Comparative analysis of RL algorithms (GRPO vs. REINFORCE++) reveals that GRPO consistently outperforms REINFORCE++ across all benchmarks, even at smaller model scales. The advantage is attributed to GRPO's robust handling of high-variance, sparse-reward settings via action advantage normalization and PPO-style clipping, which stabilizes credit assignment and exploration.

Case Studies and Failure Modes

Qualitative trajectory analyses demonstrate that RL-trained agents exhibit:

  • Superior navigation and recovery strategies in web and embodied environments.
  • Systematic, compositional task execution in scientific and game-like settings.
  • Reduced unproductive behavioral loops and improved error handling.

However, persistent failure modes are identified:

  • Over-interaction: RL agents sometimes engage in redundant actions, indicating a gap between state-reaching and efficient action selection.
  • Procedural reasoning failures: Intractable tasks (e.g., SciWorld Chem-Mix) expose limitations in deep procedural understanding and systematic exploration.
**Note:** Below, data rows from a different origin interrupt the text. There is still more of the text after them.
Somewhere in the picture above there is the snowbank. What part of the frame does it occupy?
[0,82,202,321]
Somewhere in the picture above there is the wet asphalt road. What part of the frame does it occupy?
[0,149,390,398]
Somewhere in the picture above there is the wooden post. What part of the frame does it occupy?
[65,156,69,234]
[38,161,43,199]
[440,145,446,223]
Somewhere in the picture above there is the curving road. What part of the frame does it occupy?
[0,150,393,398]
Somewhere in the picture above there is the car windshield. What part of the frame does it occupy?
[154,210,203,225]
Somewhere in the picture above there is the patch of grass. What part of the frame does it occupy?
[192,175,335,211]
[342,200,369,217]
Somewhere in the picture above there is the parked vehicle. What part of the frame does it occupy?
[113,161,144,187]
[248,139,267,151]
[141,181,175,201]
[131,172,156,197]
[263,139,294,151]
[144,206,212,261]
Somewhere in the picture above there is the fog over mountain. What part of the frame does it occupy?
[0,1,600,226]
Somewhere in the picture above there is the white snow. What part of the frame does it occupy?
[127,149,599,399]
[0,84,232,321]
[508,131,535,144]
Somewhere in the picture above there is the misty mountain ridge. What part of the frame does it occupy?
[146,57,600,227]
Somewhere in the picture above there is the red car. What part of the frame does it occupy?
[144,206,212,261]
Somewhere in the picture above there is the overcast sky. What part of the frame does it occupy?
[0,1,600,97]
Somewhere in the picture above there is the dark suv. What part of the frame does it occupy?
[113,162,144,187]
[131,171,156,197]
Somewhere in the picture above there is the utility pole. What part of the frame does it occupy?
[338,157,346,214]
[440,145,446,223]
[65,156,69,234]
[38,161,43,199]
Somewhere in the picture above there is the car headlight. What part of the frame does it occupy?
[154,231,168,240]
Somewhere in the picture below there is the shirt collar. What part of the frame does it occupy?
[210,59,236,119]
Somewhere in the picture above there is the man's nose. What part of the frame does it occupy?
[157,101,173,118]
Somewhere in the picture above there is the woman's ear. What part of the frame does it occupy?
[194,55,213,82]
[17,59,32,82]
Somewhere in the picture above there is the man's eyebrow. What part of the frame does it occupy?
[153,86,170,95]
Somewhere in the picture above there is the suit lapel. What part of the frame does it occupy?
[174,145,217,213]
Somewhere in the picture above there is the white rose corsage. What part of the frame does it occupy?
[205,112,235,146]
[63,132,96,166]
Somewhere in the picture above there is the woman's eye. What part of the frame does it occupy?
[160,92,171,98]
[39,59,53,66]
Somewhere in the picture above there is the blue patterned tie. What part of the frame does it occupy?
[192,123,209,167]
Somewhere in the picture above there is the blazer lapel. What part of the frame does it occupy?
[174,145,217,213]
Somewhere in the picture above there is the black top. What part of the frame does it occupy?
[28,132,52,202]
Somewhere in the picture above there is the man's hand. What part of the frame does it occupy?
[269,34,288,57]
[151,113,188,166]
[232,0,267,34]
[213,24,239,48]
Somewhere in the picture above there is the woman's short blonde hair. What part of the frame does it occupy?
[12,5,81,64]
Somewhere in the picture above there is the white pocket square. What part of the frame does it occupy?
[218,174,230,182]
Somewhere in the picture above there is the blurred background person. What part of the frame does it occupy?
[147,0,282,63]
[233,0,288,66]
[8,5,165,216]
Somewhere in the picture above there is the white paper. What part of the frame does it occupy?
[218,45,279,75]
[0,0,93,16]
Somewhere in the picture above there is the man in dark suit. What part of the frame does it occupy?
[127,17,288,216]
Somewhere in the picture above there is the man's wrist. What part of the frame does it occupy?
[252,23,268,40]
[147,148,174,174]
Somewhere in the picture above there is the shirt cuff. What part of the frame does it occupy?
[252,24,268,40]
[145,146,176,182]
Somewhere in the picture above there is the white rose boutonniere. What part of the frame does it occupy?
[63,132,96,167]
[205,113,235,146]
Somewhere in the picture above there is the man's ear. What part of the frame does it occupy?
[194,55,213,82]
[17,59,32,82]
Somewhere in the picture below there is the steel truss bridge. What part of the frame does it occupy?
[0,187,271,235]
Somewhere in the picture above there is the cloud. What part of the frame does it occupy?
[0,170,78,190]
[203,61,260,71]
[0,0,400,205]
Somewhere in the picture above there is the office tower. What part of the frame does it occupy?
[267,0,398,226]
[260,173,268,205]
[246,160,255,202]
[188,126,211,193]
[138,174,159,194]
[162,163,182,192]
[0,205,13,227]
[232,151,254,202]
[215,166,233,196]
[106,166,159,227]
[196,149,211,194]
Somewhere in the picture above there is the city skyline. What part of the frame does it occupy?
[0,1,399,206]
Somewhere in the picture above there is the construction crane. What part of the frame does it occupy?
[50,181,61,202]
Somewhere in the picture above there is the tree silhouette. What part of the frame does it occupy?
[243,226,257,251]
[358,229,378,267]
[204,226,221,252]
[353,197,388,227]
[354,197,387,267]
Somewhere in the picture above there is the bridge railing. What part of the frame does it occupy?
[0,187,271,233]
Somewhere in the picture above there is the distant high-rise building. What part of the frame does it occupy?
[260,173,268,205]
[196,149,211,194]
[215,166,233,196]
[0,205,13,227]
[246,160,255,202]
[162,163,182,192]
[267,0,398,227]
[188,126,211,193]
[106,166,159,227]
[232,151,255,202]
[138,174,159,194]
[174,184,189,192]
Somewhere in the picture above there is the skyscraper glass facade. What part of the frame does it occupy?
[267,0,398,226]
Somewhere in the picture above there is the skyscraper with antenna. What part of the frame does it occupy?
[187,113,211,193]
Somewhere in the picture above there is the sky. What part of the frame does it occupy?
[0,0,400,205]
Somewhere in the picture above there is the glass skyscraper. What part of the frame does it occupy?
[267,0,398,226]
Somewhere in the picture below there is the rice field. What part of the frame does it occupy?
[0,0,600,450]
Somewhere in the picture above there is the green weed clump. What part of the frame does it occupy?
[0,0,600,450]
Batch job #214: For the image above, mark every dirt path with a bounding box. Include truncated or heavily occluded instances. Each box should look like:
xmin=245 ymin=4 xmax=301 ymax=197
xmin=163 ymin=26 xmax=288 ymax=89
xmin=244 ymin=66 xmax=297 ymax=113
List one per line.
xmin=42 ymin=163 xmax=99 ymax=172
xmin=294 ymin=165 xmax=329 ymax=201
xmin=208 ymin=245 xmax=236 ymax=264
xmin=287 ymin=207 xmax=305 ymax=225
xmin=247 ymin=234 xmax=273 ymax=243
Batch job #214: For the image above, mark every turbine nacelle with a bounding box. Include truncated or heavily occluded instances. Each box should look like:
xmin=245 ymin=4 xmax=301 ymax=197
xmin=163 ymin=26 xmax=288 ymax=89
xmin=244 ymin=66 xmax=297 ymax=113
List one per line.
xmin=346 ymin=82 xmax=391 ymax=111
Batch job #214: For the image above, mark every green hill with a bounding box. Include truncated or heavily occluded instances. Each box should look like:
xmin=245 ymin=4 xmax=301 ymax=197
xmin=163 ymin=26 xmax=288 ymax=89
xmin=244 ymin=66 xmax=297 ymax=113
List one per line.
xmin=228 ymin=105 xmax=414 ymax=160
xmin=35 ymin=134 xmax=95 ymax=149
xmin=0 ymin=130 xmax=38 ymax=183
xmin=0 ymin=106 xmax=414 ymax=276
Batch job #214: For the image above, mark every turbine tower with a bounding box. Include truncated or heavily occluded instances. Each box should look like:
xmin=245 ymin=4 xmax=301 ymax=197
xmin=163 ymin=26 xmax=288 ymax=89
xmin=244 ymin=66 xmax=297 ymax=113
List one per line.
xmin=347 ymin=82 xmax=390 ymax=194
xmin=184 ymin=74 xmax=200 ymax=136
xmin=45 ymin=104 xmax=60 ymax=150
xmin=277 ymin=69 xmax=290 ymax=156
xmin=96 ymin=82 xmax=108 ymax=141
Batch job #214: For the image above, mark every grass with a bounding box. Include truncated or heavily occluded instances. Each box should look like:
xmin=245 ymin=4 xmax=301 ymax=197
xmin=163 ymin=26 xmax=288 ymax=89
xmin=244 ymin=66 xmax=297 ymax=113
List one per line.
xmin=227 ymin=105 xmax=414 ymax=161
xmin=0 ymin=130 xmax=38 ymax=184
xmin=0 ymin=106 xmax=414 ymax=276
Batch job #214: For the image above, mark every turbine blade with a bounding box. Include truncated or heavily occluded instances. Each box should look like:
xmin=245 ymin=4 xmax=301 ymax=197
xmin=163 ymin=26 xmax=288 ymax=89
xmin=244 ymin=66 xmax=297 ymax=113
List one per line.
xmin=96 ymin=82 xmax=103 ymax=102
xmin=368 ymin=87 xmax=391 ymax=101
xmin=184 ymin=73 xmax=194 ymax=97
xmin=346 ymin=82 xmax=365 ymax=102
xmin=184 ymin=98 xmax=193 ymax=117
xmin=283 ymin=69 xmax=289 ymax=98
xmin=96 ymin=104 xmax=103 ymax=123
Implications and Future Directions

AgentGym-RL establishes a robust foundation for research on agentic LLMs, enabling reproducible, large-scale RL experiments across heterogeneous environments. The results demonstrate that RL—especially with progressive interaction scaling—can unlock agentic intelligence in open-source models, closing the gap with proprietary systems.

Practical implications include:

  • Open-source agentic RL research is now feasible at scale, lowering the barrier for community-driven advances.
  • Curriculum-based interaction scaling is essential for stable, efficient RL optimization in long-horizon, multi-turn settings.
  • Algorithmic choices (e.g., GRPO) are more impactful than model scaling in sparse-reward, high-variance environments.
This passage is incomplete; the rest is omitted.